As of July 19, Arts + Literature Laboratory is waiting on the largest delayed BPT payment Tone Madison knows of in the Madison area—again, more than $10,000.
“Right now, it’s not having an immediate negative impact,” ALL founder Jolynne Roorda says.
“But I can imagine that if this was to continue long-term, or for organizations of smaller size to have that much of their money tied up by Brown Paper Tickets, would be very harmful. [And that] could potentially lead to some organizations not being able to pay their rent and their utilities and things like that.”
ALL has grown by leaps and bounds over the past few years, moving into a large new space at the corner of East Main Street and South Livingston Street, and raising enough money to create full-time staff positions. But Roorda knows that ALL isn’t that far removed from a time when the Brown Paper Tickets shortfall could have spelled disaster.

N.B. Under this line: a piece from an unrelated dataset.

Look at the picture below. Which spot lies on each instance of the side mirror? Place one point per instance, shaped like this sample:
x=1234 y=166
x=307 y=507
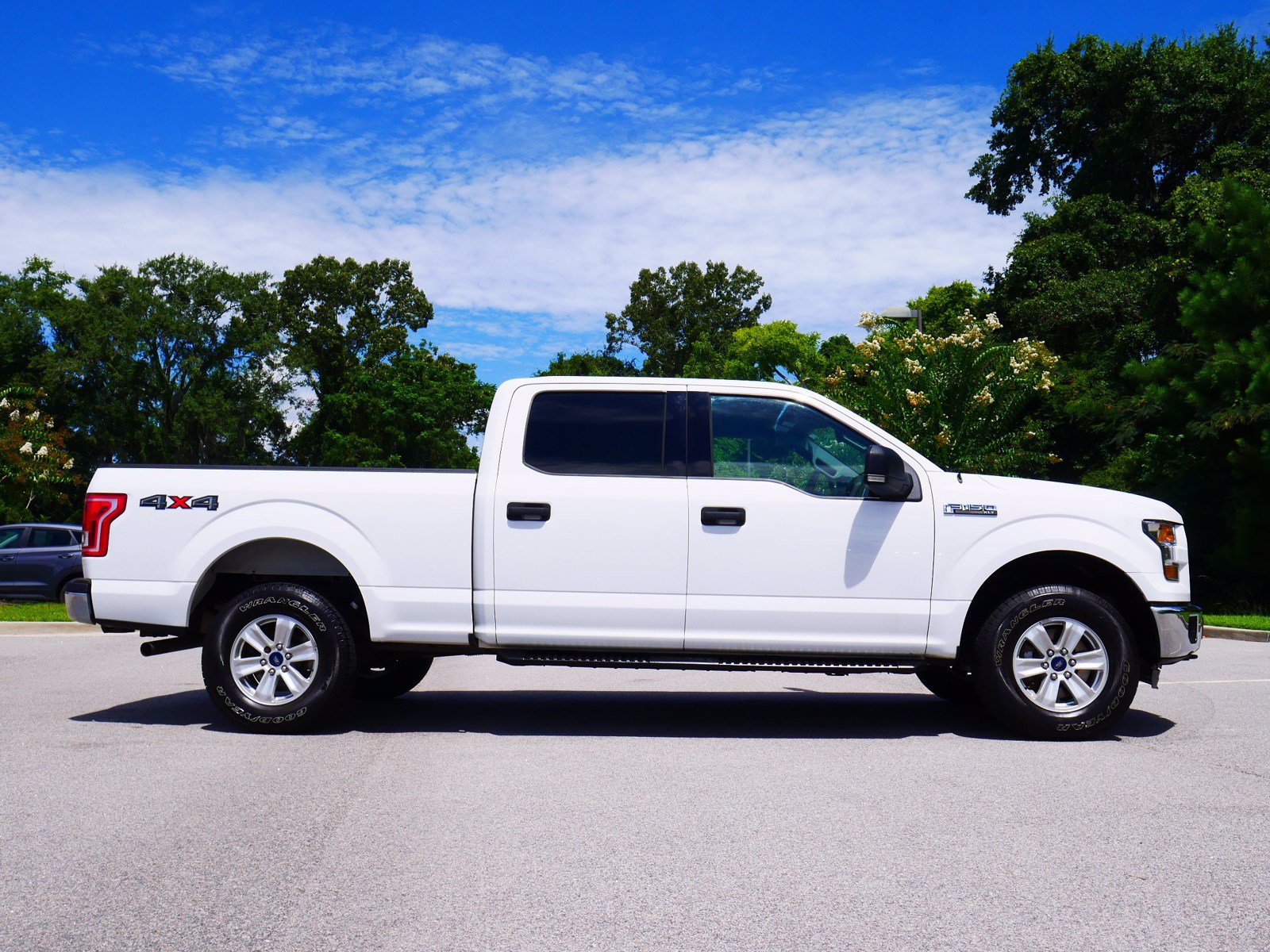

“Had this happened to us before our growth…having $10,000 missing from our cash flow would be devastating,” Roorda says. “We didn’t have that much for reserves at that time. Now, it just happens that we have more reserves, thankfully.”
Darlene Buhler will be able to keep on booking, in part because her own BPT backlog didn’t get too large.
“We’re lucky that we do have some funds in our account that [the delayed BPT payments] didn’t strap us,” Buhler says. “But if that would have been a whole season’s worth or something? Yeah, we would have been having some financial issues. Thank goodness it was just our last couple of shows.”